Paul Vacca
Le club fermé des oligarques
Dans son roman “Le Mage du Kremlin”, Giuliano da Empoli raconte, par la voix de son narrateur, les années de frénésie capitaliste post-soviétique où les oligarques russes prirent leur envol.
Une période folle où régnait l’exaltation punk des débuts. Où “vous pouviez sortir acheter des cigarettes et vous réveiller deux jours plus tard, dans un chalet de Courchevel, à moitié nu entouré de beautés endormies”. Où les futurs oligarques dépecèrent entre eux les actifs de l’ancien Etat soviétique et s’emparèrent du pouvoir.
Mais comme le note Simon Kuper dans un article du Financial Times (“How to be an oligarch”) consacré à la figure de l’oligarque, celle-ci ne se limite pas, comme on le pense trop souvent, à l’après-URSS. L’oligarque constitue un sociotype quasi éternel déjà défini par Aristote, il y a 2.500 ans: “Partout où les hommes gouvernent en raison de leur richesse qu’ils soient peu nombreux ou nombreux, nous sommes face à une oligarchie”. Et aujourd’hui, cette figure archétypale prolifère dans le monde entier aussi bien à l’Ouest qu’à l’Est.
C’est à la faveur des périodes de chaosque surgissent les oligarques. C’est aussi par le chaos qu’ils périssent.
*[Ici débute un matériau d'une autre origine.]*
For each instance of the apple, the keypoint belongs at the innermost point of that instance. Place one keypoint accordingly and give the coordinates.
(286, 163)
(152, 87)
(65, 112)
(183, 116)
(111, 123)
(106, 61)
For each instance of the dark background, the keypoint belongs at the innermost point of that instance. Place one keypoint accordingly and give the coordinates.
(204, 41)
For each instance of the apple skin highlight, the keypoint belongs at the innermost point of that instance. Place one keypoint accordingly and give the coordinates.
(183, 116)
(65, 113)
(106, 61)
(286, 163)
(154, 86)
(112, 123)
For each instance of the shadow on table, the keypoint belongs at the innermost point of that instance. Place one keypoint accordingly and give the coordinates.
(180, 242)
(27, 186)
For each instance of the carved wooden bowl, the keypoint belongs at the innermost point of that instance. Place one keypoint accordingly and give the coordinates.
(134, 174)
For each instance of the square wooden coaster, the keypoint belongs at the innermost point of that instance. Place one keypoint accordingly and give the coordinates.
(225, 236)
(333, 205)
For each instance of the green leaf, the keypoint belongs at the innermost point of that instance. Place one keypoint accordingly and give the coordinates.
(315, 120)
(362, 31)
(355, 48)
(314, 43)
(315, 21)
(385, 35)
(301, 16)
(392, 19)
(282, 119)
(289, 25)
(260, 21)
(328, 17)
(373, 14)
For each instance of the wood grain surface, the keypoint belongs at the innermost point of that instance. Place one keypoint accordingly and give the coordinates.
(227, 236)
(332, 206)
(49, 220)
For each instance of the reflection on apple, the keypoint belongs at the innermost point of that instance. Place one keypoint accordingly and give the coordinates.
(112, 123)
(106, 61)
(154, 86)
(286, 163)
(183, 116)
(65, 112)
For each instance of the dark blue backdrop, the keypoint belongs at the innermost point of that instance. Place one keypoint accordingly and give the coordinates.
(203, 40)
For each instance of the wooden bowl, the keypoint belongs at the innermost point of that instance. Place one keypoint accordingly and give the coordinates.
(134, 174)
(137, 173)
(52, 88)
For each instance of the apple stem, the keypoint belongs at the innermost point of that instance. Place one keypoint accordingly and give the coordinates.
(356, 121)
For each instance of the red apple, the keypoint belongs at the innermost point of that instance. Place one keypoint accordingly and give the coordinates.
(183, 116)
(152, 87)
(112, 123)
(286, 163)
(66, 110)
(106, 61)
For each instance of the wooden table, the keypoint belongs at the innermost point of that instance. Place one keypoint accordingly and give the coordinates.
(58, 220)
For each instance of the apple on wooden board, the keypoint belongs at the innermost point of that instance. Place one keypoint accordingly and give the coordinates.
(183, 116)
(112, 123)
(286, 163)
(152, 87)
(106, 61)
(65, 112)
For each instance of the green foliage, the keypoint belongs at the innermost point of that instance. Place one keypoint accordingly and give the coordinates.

L’oligarque d’aujourd’hui, selon la définition de David Lingelbach et Valentina Guerra, les deux auteurs de The Oligarchs’Grip, est “quelqu’un qui s’assure ou reproduit la richesse ou le pouvoir en transformant l’un en l’autre”. Pour répondre à ce modèle, il ne suffit pas d’être un magnat: on peut être un homme d’affaires hyper-riche sans exercer de pouvoir politique manifeste. Elon Musk, par exemple, serait passé du statut de magnat à celui d’oligarque en raison de son acquisition de Twitter (mais aussi via ses satellites Starlink impliqués dans la guerre en Ukraine).
En raison des effets conjugués de la mondialisation, du développement d’internet et de la prolifération des médias privés, on assiste à une extension du domaine de l’oligarchie avec une vaste typologie d’acteurs. Il y a les “oligarques économiques” qui, à l’instar de Musk ou feu Silvio Berlusconi, transforment leur richesse en pouvoir politique. Il y a les “politiques” qui font l’inverse, comme Vladimir Poutine qui peut être défini comme un “milliardaire doté du pouvoir nucléaire”. Il y a les “influenceurs” comme Rupert Murdoch ou George Soros qui ont leurs agendas politiques. Et les “virtuels”, les nouveaux venus comme Mark Zuckerberg ou Larry Page, propriétaires des plateformes où d’autres oligarques peuvent développer leurs programmes.
Il faut aussi faire avec un autre membre du club: celui qui est devenu le 45e président des Etats-Unis. Simon Kuper montre que Donald, le fils d’un riche New-Yorkais, Fred Trump, a toujours développé un ethos oligarchique: en transformant son argent (ou celui des autres) en pouvoir et inversement en comptant convertir son pouvoir en argent. Une chaîne de Ponzi à lui tout seul. Même son rôle dans la prise d’assaut du Capitole du 6 janvier 2021 a des relents oligarchiques. Car enrôler une soldatesque pour son propre compte, c’est ce que faisaient déjà les oligarques romains. Au rang desquels Jules César lui-même qui, aidé par le richissime Crassus, a franchi le Rubicon en 49 avant J.-C., détruisant la République avec ses mercenaires.
C’est à la faveur des périodes de chaos que surgissent les oligarques. C’est aussi par le chaos qu’ils périssent. Car plus que tout être humain, ils sont soumis aux lois de la pesanteur comme en témoignent les différentes défenestrations ou pendaisons “inattendues” auxquelles nous avons assisté récemment. Alors, à peine entré dans le club, à la question de savoir comment maintenir son pouvoir et sa fortune, l’oligarque se demande comment le faire tout en restant en vie.